I recently read a book written by Sebastian Junger called Tribe. No this book isn’t about the Cleveland Indians fan base. It’s about Americans getting farther and farther away from human interaction with one another. It goes on to explain how when humans have to band together and cooperate with each other during crisis it enriches our lives. On his website SebastianJunger.com describes the book by the following, “We have a strong instinct to belong to small groups defined by clear purpose and understanding–“tribes.” This tribal connection has been largely lost in modern society, but regaining it may be the key to our psychological survival.”
Our small groups are the ones that really know who we are. They are the people who will drop you off or pick you up at the airport at some ungodly hour. They are the ones you call for their opinion when you are making major life changes. They could be your actual family members but that’s not a requirement. Your tribe members could change over time. It’s also quite possible that these friends or family members may not even know they are part of your tribe because sometimes we aren’t good at appreciating them or the impact they have on our lives.
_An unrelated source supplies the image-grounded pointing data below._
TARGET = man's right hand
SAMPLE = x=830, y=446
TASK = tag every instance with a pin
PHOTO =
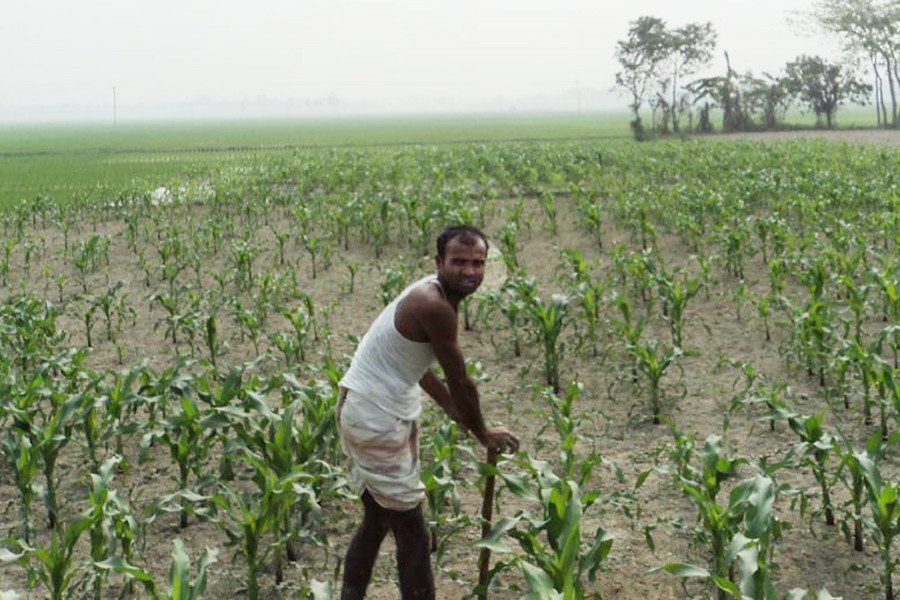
x=501, y=439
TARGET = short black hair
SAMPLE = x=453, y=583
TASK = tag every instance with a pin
x=467, y=235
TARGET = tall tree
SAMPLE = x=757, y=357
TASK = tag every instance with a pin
x=823, y=87
x=871, y=29
x=641, y=55
x=690, y=47
x=655, y=59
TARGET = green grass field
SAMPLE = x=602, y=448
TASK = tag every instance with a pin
x=65, y=160
x=68, y=161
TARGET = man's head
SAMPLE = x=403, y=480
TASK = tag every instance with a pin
x=464, y=234
x=461, y=256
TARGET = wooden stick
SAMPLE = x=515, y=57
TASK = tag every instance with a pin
x=487, y=514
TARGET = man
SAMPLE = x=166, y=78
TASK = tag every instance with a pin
x=381, y=401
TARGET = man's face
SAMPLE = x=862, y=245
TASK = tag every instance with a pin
x=462, y=268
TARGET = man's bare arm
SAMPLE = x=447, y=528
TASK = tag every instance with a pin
x=439, y=321
x=438, y=391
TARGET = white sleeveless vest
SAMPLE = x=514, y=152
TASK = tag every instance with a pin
x=387, y=367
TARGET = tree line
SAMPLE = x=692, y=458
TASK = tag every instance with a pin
x=659, y=64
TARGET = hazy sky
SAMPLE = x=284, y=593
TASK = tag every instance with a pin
x=391, y=53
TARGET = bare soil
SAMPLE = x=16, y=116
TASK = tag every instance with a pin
x=616, y=422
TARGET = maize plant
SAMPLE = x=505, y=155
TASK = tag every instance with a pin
x=852, y=475
x=54, y=566
x=675, y=294
x=653, y=362
x=812, y=451
x=547, y=321
x=718, y=522
x=884, y=505
x=440, y=475
x=554, y=559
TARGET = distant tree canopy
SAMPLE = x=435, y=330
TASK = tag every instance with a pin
x=823, y=87
x=869, y=30
x=655, y=59
x=657, y=62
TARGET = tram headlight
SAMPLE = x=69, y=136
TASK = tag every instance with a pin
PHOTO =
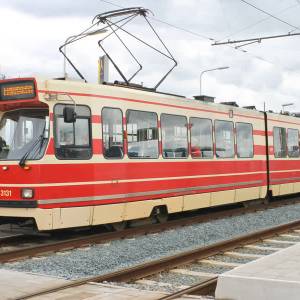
x=27, y=193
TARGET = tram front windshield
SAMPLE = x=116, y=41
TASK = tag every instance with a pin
x=22, y=132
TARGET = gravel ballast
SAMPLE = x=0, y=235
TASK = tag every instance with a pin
x=105, y=258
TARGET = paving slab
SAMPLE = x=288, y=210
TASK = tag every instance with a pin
x=273, y=277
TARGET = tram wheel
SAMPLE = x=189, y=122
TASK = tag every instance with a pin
x=119, y=226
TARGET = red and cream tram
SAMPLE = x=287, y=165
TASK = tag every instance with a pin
x=77, y=154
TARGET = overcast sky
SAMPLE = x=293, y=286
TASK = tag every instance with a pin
x=32, y=31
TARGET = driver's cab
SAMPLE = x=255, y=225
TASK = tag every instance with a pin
x=23, y=132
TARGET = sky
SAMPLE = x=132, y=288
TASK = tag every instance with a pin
x=266, y=72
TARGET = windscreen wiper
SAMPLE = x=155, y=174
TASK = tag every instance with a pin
x=39, y=141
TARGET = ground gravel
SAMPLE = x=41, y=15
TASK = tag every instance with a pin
x=100, y=259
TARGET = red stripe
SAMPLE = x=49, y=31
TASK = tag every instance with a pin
x=284, y=165
x=262, y=132
x=140, y=198
x=79, y=172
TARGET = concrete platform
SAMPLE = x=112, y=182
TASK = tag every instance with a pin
x=274, y=277
x=15, y=285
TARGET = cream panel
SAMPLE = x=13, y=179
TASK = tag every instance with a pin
x=247, y=194
x=287, y=188
x=297, y=187
x=275, y=190
x=139, y=209
x=223, y=197
x=174, y=204
x=263, y=192
x=72, y=217
x=110, y=213
x=196, y=201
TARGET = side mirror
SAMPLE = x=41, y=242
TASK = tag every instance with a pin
x=69, y=114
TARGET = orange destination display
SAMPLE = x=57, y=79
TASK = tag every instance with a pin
x=17, y=90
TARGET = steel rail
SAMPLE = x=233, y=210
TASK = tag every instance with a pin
x=206, y=287
x=167, y=263
x=71, y=243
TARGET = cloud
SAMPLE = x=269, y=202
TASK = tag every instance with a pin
x=35, y=29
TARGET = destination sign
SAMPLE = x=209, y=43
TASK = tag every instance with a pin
x=17, y=90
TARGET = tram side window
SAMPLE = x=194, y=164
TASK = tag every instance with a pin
x=112, y=132
x=244, y=140
x=201, y=138
x=224, y=139
x=73, y=140
x=280, y=143
x=142, y=134
x=293, y=143
x=174, y=136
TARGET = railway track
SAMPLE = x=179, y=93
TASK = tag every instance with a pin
x=20, y=247
x=182, y=263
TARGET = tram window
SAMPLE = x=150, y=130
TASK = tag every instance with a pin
x=224, y=139
x=174, y=136
x=73, y=140
x=201, y=138
x=244, y=140
x=280, y=145
x=293, y=143
x=112, y=132
x=142, y=134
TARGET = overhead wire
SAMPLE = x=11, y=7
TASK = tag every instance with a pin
x=270, y=15
x=258, y=22
x=197, y=34
x=167, y=23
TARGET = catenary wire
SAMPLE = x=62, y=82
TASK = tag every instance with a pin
x=198, y=35
x=259, y=22
x=269, y=14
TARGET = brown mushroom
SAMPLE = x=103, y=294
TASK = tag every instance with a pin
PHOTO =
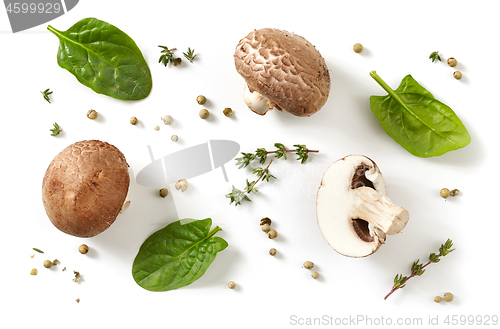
x=282, y=70
x=85, y=187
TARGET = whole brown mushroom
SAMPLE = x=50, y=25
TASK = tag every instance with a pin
x=282, y=70
x=85, y=188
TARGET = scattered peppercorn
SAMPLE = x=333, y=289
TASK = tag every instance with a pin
x=265, y=220
x=204, y=113
x=357, y=48
x=83, y=249
x=92, y=114
x=163, y=192
x=77, y=276
x=452, y=62
x=448, y=297
x=167, y=119
x=308, y=265
x=177, y=61
x=201, y=99
x=181, y=184
x=444, y=193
Over the last 4 months I have leaned heavily on my tribe due to many changes taking place in my life. I have reached out to more people in my iPhone than I have called or text in the past 3 years. I left a job after almost ten years to start my baseball blog. I switched many areas of my personal life not realizing that it would cause me to spend most of the last 3 months alone without human collaboration. Working each day by myself and ending my days at home alone. Silence has become my normal routine during the day which is the complete opposite of how it used to be. I used to sit in a busy office with constant phone calls, chatting with co-workers, multiple projects on my desk and some form of music in the background.
It has been incredibly challenging time for me. I am all in or all out sort of person and I went all out really quickly. Leaving my workplace created an identity crisis for me. Not only did I lose my daily routine but I also felt like I lost who I was. Without my job and my role in that job who was I? Add in losing co-workers who were closer to me than most of my family members and it was a lot for me to stomach all at once.
I remember reading a Player’s Tribune article by Andrew McCutchen about when he was traded by the Pittsburgh Pirates after playing his entire professional baseball career in Pittsburgh. Many times throughout the article the phrase “Who Am I?” is repeated. I understand what you were struggling with Cutch. I can relate to the who am I question.
Not all of this change in my life has been negative. I have been able to learn some really valuable lessons. I also think this newer version of me is a better version of who I was.
I realized how important it is to appreciate my tribe
As tough as I think I am, I really need these people they are my secret weapon
Give back to your tribe and pick them up when they need you
My tribe has been there for me this entire journey just to listen, give me advice, shoot me a funny text or grab coffee with me. At 46 years old I know what type of people I want to welcome into my Tribe because I think you can always add a few more quality members. For me it’s surrounding myself with people who want the best for me, folks that genuinely care and know who they are and what they believe in. People with strength, quick wit, positive energy and good sense of humor. It’s a plus if they like to talk baseball but not a requirement.
My tribe makes me smile when I hang up the phone with them or exchange texts. They are the ones who can call my shit out and I’ll still speak to them afterwards. They are the people who I trust with my life. Think about that. Who do you trust with your life? Don’t forget to look around and take stock of your tribe and appreciate all that they have given to you. My tribe is one amazing group of individuals. I am very thankful to have collected them along this journey and to have them in my life.